For their remarkable biomimetic properties implying strong modulation of the intracellular and extracellular redox state, cerium oxide nanoparticles (also termed “nanoceria”) were hypothesized to exert a protective role against oxidative stress associated to the harsh environmental conditions of spaceflight, characterized by microgravity and highly energetic radiations. Nanoparticles were supplied to proliferating C2C12 mouse skeletal muscle cells under different gravity and radiation levels (microgravity+cosmic radiations or Earth gravity+cosmic radiations on board the International Space Station; Earth gravity on ground). Biological responses were thus investigated at a transcriptional level by RNA next-generation sequencing.
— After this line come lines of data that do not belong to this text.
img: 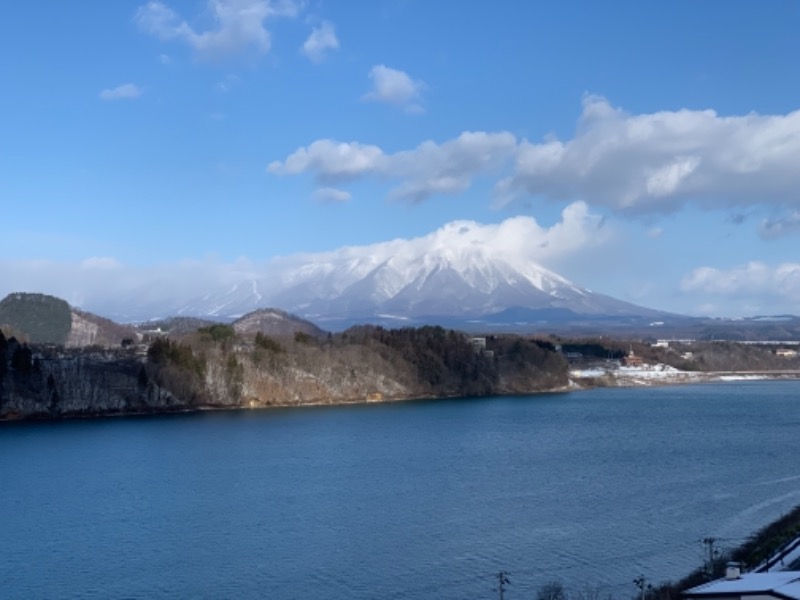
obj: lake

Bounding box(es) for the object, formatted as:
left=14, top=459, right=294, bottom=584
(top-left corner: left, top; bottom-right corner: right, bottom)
left=0, top=381, right=800, bottom=600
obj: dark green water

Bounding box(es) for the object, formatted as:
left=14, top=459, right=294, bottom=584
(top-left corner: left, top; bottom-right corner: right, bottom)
left=0, top=382, right=800, bottom=600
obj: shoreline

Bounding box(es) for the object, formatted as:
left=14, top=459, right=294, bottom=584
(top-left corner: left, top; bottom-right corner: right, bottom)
left=6, top=368, right=800, bottom=424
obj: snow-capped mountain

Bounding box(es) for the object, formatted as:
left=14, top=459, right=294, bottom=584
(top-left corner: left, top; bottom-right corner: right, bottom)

Lists of differentially expressed genes (DEGs) were generated and intersected by taking into consideration relevant comparisons, which led to the observation of prevailing effects of the space environment over those induced by nanoceria, possibly due to its administration during spaceflight. In space, up-regulation of transcription was slightly preponderant over down-regulation, and it implied involvement of intracellular compartments, with the majority of DEGs being consistently over- or under-expressed whenever present. Cosmic radiations regulated a higher number of DEGs than microgravity and seemed to promote increased cellular catabolism. By taking into consideration space physical stressors alone, microgravity and cosmic radiations appeared to have opposite effects at transcriptional level despite partial sharing of molecular pathways. Interestingly, gene ontology denoted some enrichment in terms related to vision, when only effects of radiation were assessed. The regulation of mitochondrial uncoupling protein 2 in space-relevant samples suggests perturbation of the intracellular redox homeostasis, and leaves open opportunities to antioxidant treatment for oxidative stress reduction in harsh environments. Overall design: RNA-seq/miRNA-seq of C2C12 proliferating mouse myoblasts, cultured in the following conditions (n=3): A (without nanoceria, in space without gravity), B (with nanoceria, in space without gravity), C (without nanoceria, in space with gravity), D (with nanoceria, in space with gravity), E (without nanoceria, on land), and F (with nanoceria, on land).